GJC Strongly Supports Indigenous Peoples’ Demand for Rapid Reduction in Emissions, Call for Just Transition

The International Indigenous Peoples’ Forum on Climate Change, also known as the Indigenous Peoples’ Caucus (IPC), gave an unequivocal opening statement at COP26. The statement, delivered by Taily Terena of the Terena Indigenous People of Brazil, stated that “Colonialism caused climate change. Our Rights and Traditional Knowledge are the solution.” The statement criticized the lack of Indigenous peoples’ input and free, prior, and informed consent to purported solutions that in fact “undermin[e] our self-determination and secure land tenure,” when Indigenous peoples are the ones who “drive critical climate solutions rooted in our relationships with the living world.”

Our long-standing partnership with the South Rupununi District Council (SRDC), the representative body of the Indigenous Wapichan people of Guyana, has shown us the importance of land rights and self-determination for indigenous peoples’ ability to mitigate climate change and model sustainable relationships with the earth.

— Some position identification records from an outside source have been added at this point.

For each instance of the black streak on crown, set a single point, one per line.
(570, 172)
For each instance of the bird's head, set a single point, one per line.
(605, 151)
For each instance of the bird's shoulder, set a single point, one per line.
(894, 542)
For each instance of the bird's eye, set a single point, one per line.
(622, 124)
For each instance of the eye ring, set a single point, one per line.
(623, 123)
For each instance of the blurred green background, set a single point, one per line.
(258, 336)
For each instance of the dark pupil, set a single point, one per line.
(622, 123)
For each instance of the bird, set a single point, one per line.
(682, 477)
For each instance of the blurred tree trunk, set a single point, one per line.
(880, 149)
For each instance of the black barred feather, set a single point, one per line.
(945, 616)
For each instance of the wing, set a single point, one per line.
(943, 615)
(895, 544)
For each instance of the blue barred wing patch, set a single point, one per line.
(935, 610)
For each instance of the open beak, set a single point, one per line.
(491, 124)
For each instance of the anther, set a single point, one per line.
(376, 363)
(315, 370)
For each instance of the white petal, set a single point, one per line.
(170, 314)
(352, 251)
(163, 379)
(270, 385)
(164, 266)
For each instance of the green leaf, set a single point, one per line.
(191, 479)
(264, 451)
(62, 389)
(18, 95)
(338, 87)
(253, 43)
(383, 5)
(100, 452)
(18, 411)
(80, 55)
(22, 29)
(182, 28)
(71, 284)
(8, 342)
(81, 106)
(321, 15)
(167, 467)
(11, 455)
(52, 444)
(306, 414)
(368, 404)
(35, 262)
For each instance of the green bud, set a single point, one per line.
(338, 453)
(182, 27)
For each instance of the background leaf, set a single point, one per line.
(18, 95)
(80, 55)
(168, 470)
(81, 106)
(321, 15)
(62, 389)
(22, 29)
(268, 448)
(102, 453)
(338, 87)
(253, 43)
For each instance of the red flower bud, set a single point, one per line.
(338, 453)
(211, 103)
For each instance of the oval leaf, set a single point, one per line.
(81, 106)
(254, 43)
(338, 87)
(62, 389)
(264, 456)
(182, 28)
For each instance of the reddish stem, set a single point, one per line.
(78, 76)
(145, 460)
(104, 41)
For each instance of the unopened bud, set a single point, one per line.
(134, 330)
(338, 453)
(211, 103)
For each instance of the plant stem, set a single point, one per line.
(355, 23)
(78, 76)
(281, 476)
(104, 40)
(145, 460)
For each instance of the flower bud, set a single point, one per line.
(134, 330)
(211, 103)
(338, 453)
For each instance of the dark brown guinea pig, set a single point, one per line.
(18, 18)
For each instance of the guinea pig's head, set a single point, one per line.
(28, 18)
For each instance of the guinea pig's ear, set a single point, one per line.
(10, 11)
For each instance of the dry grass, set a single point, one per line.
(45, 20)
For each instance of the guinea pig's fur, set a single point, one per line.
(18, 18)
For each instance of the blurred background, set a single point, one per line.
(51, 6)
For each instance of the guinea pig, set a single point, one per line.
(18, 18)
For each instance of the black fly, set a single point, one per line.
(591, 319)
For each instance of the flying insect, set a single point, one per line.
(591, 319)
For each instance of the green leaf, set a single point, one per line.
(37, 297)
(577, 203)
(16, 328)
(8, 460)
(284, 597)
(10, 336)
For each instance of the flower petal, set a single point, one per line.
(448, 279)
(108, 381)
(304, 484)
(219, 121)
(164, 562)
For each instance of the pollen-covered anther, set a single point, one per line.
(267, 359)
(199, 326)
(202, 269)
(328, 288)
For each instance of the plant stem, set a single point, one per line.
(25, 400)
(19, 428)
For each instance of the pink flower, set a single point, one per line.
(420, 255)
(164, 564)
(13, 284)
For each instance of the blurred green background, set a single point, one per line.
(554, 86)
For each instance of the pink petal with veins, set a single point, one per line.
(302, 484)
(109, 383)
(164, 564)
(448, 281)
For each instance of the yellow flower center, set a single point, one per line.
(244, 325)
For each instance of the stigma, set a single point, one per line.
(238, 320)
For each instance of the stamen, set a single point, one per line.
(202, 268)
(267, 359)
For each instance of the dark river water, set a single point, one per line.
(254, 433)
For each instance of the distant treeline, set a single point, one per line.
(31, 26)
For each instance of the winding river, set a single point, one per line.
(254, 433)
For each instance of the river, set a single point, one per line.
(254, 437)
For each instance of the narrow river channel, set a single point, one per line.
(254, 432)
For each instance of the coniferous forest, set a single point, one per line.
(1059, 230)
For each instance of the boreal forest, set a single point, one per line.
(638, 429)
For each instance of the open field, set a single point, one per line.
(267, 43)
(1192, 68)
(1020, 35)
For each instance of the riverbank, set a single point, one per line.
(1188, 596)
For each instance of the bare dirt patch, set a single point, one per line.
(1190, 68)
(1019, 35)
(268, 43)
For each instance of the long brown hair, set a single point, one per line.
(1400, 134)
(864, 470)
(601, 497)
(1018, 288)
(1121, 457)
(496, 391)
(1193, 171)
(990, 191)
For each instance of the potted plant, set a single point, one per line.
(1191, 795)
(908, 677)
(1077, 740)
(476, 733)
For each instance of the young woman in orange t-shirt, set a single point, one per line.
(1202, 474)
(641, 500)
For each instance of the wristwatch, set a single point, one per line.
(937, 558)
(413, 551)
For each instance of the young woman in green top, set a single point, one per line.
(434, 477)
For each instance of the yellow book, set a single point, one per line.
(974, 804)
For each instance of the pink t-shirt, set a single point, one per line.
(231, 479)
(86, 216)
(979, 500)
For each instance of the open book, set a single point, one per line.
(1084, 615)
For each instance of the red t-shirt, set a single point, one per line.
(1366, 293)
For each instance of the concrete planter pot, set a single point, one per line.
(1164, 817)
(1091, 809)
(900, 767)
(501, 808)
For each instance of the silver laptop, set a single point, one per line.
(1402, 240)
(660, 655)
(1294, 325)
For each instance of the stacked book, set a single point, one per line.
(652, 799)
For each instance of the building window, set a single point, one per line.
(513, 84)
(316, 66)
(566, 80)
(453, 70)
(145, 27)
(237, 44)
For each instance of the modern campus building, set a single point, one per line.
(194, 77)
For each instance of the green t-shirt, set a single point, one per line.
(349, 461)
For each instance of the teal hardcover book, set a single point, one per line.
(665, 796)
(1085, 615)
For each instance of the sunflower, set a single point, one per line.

We join Immaculata Casimero and Tony James, SRDC representatives attending COP26, in demanding that the Guyanese government grant legal recognition of the Wapichan territory. In an interview with Al Jazeera, Tony James, known as Chief Kokoi, expressed concern about extractive activities and others that fuel climate change impacts on Wapichan lands. “I cannot ask or request anymore; I am demanding that [the Guyanese government] legally recognize these lands.” The Guyanese government’s delay is untenable when the climate crisis and extractive industries such as mining are rapidly deteriorating the health of the land and forest, which the Wapichan people describe as “our everything.” Responding to promises by world leaders at COP26 to end and reverse deforestation by 2030, Chief Kokoi affirmed that “the forest is our life,” and called on those funding such efforts to “talk with us” to ensure resources are directed to Indigenous organizations.

As COP26 drew toward its close, the IPC warned that states had “failed to adequately address the need for a just transition away from fossil fuels to reach 1.5°C and protect our communities.” Demanding that the final statement “center a rights-based approach that uplifts the distinct rights of Indigenous Peoples,” the IPC called for specific references to those rights to be included in the closing statement.

GJC joins Indigenous rights advocates in warning that forest carbon finance initiatives could incentivize land grabs by countries seeking to benefit while violating Indigenous land rights. Too often, these mechanisms disregard the rights and demands of Indigenous peoples, who are “affected first and worst by climate change and colonial climate action” yet also hold the most salient solutions.

From our homes in occupied Lenapehoking (New York) on Turtle Island to unrecognized Wapichan territory in Guyana and beyond, we call on governments at COP26 to listen to Indigenous peoples. We echo the IPC’s demands for swift and unhesitating action to truly reduce emissions and honor the rights and knowledge of the Indigenous caretakers of our planet.